Despite all the success stories, the successful implementation of PHC faces numerous challenges in the African context, including resource constraints, infrastructural limitations, and diverse cultural landscapes. IR can address these challenges through the following means:

  • Contextualizing interventions: “Africa’s healthcare landscape is diverse, with each region facing unique challenges. We can overcome these through our drive towards helping to tailor interventions to specific contexts, ensuring they are culturally sensitive and contextually relevant by partnering with different institutions across the country,” reported Mr. K’Ogalo of     KEPSA.
  • Optimizing resources: Limited resources demand efficient allocation, and IR identifies cost-effective strategies, ensuring that interventions are sustainable and scalable even in resource-constrained environments. “The mandate of the academic institutions in Ethiopia is to do research, but they don’t have adequate resources,” reported Prof. Tsinuel of the Fenot project.     
  • Building local capacity: Dr Sindi from APHRC reported that involving all stakeholders in the research process from the beginning of IR increases the buy-in. This enhances the effectiveness of interventions and fosters a sense of ownership and sustainability. “We are currently working with the governments in Kenya, Ethiopia, and Nigeria to set up research questions so that we can address the specific IR issues in the respective countries,” said Dr. Sindi of APHRC.

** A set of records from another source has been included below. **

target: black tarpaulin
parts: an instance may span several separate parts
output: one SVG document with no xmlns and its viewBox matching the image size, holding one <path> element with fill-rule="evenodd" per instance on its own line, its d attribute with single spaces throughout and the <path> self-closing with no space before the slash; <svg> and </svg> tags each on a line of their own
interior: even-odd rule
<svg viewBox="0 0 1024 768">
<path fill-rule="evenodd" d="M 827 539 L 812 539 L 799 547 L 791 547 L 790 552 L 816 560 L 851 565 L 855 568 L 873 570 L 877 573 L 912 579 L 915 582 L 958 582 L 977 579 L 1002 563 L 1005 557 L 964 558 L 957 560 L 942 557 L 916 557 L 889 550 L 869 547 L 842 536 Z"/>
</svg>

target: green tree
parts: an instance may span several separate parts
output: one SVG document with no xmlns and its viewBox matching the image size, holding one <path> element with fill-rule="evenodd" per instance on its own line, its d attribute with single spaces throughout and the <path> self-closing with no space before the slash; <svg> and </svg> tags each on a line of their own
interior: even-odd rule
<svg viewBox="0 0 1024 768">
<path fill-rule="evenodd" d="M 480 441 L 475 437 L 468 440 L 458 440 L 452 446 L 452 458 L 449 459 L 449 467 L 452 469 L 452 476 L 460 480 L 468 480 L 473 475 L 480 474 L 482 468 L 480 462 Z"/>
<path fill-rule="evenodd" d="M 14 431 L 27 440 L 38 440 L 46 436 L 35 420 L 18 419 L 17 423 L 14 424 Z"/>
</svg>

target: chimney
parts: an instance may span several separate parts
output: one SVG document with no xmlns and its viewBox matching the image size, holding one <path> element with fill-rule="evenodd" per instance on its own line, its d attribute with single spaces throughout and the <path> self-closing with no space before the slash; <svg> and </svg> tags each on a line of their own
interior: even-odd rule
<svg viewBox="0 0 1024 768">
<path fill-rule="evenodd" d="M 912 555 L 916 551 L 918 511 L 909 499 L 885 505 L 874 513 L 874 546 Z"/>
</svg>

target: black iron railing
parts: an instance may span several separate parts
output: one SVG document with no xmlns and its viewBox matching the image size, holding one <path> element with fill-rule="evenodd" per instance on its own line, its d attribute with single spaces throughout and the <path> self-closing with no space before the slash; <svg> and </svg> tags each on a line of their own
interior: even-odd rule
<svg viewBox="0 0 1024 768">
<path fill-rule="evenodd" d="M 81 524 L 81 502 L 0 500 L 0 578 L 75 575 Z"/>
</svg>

The panel highlighted the importance of going beyond the traditional research-to-publication model and incorporating into the research pathway the active translation of research findings into tangible policy changes and improvements in healthcare delivery. The key steps in such a research pathway would then include:

  • Stakeholder engagement: Engaging policymakers, healthcare providers, and local communities from the outset ensures that the research addresses real-world needs. Collaborative partnerships foster a sense of shared responsibility for successful implementation.
  • Policy advocacy: Research findings must be communicated effectively to policymakers, advocating for integrating evidence-based practices into healthcare policies. This requires effective knowledge translation strategies that bridge the gap between academia and policy formulation.
  • Capacity building: Investing in training programs for healthcare professionals and researchers builds a cadre of experts capable of driving IR forward. This, in turn, ensures the sustainability of interventions beyond the scope of individual research projects.
  • Monitoring and evaluation: Continuous monitoring and evaluation are essential for tracking the impact of implemented interventions. This feedback loop informs iterative improvements, enhancing the effectiveness of PHC strategies over time.

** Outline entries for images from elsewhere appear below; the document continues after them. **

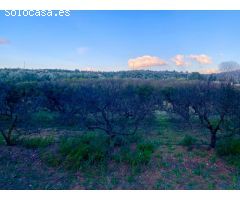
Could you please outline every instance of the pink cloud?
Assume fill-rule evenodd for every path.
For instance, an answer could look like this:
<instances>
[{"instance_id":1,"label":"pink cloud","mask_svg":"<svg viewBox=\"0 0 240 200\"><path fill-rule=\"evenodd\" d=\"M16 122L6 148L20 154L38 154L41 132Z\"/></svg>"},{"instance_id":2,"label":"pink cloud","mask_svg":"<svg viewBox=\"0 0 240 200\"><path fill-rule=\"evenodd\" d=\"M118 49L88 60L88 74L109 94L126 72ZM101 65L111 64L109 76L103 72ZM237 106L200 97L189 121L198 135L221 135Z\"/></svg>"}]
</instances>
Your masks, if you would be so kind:
<instances>
[{"instance_id":1,"label":"pink cloud","mask_svg":"<svg viewBox=\"0 0 240 200\"><path fill-rule=\"evenodd\" d=\"M128 66L134 70L162 65L166 65L166 62L161 58L155 56L145 55L128 60Z\"/></svg>"},{"instance_id":2,"label":"pink cloud","mask_svg":"<svg viewBox=\"0 0 240 200\"><path fill-rule=\"evenodd\" d=\"M215 68L208 68L208 69L202 69L199 70L199 73L201 74L216 74L219 73L219 69L215 69Z\"/></svg>"},{"instance_id":3,"label":"pink cloud","mask_svg":"<svg viewBox=\"0 0 240 200\"><path fill-rule=\"evenodd\" d=\"M176 66L186 66L187 62L185 61L185 56L178 54L175 57L172 58L172 61Z\"/></svg>"},{"instance_id":4,"label":"pink cloud","mask_svg":"<svg viewBox=\"0 0 240 200\"><path fill-rule=\"evenodd\" d=\"M0 45L10 44L10 41L5 38L0 38Z\"/></svg>"},{"instance_id":5,"label":"pink cloud","mask_svg":"<svg viewBox=\"0 0 240 200\"><path fill-rule=\"evenodd\" d=\"M199 64L203 64L203 65L208 65L212 63L212 59L205 55L205 54L201 54L201 55L190 55L189 56L190 59L198 62Z\"/></svg>"}]
</instances>

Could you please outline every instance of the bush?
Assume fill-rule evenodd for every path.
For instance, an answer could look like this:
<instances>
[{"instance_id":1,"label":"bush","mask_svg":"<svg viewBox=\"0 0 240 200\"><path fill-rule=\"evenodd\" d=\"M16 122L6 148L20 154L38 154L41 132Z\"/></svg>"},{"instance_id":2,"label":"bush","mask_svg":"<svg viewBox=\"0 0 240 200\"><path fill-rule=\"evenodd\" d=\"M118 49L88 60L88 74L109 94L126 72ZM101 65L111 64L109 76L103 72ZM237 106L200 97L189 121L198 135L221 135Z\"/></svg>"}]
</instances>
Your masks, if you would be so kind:
<instances>
[{"instance_id":1,"label":"bush","mask_svg":"<svg viewBox=\"0 0 240 200\"><path fill-rule=\"evenodd\" d=\"M122 148L118 155L115 155L115 160L118 162L126 162L131 166L146 165L149 163L154 146L150 143L138 144L134 151L129 147Z\"/></svg>"},{"instance_id":2,"label":"bush","mask_svg":"<svg viewBox=\"0 0 240 200\"><path fill-rule=\"evenodd\" d=\"M29 138L23 138L20 143L29 149L36 149L36 148L44 148L49 146L54 142L54 138L52 136L47 137L29 137Z\"/></svg>"},{"instance_id":3,"label":"bush","mask_svg":"<svg viewBox=\"0 0 240 200\"><path fill-rule=\"evenodd\" d=\"M85 164L105 161L108 150L109 138L97 134L64 139L60 144L60 153L65 157L64 164L71 169L80 169Z\"/></svg>"},{"instance_id":4,"label":"bush","mask_svg":"<svg viewBox=\"0 0 240 200\"><path fill-rule=\"evenodd\" d=\"M220 156L240 155L240 139L222 140L218 143L216 150Z\"/></svg>"},{"instance_id":5,"label":"bush","mask_svg":"<svg viewBox=\"0 0 240 200\"><path fill-rule=\"evenodd\" d=\"M190 135L185 135L183 140L180 142L181 145L185 147L191 147L196 142L196 139Z\"/></svg>"},{"instance_id":6,"label":"bush","mask_svg":"<svg viewBox=\"0 0 240 200\"><path fill-rule=\"evenodd\" d=\"M0 134L0 145L5 144L4 138L2 134Z\"/></svg>"},{"instance_id":7,"label":"bush","mask_svg":"<svg viewBox=\"0 0 240 200\"><path fill-rule=\"evenodd\" d=\"M52 152L44 152L41 154L41 159L47 163L47 165L51 167L58 167L62 160L56 154Z\"/></svg>"}]
</instances>

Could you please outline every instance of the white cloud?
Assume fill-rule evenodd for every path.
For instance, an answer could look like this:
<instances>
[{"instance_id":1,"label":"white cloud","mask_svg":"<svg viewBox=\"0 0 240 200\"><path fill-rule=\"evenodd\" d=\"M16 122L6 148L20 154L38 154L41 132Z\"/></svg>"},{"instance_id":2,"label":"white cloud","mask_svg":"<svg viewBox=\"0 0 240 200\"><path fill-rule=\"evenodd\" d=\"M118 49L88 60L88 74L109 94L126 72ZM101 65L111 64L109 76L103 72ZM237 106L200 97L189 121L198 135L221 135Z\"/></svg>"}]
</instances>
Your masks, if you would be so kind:
<instances>
[{"instance_id":1,"label":"white cloud","mask_svg":"<svg viewBox=\"0 0 240 200\"><path fill-rule=\"evenodd\" d=\"M200 74L215 74L215 73L219 73L219 69L216 68L208 68L208 69L202 69L199 70Z\"/></svg>"},{"instance_id":2,"label":"white cloud","mask_svg":"<svg viewBox=\"0 0 240 200\"><path fill-rule=\"evenodd\" d=\"M178 54L172 58L172 61L176 66L186 66L188 63L185 61L185 56Z\"/></svg>"},{"instance_id":3,"label":"white cloud","mask_svg":"<svg viewBox=\"0 0 240 200\"><path fill-rule=\"evenodd\" d=\"M155 56L145 55L145 56L128 60L128 66L134 70L149 68L153 66L162 66L162 65L166 65L166 62L161 58L155 57Z\"/></svg>"},{"instance_id":4,"label":"white cloud","mask_svg":"<svg viewBox=\"0 0 240 200\"><path fill-rule=\"evenodd\" d=\"M202 64L202 65L208 65L208 64L211 64L212 63L212 59L205 55L205 54L201 54L201 55L190 55L189 56L190 59L198 62L199 64Z\"/></svg>"}]
</instances>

Despite these efforts, we remain mindful of persistent challenges, such as limited funding, outdated and non-supportive infrastructures, and a fragmented healthcare system. However, these challenges are not insurmountable and can be overcome by a collective effort involving researchers, policymakers, and communities to pave the way for sustainable change.

Catalyzing impact for IR is not just a theoretical concept but a call to action that requires a collective commitment to translating research findings into meaningful improvements in PHC across Africa. Through stakeholder engagement, policy advocacy, capacity building, and continuous monitoring, we can unlock the transformative potential of IR      and usher in a new era of equitable and accessible healthcare for all.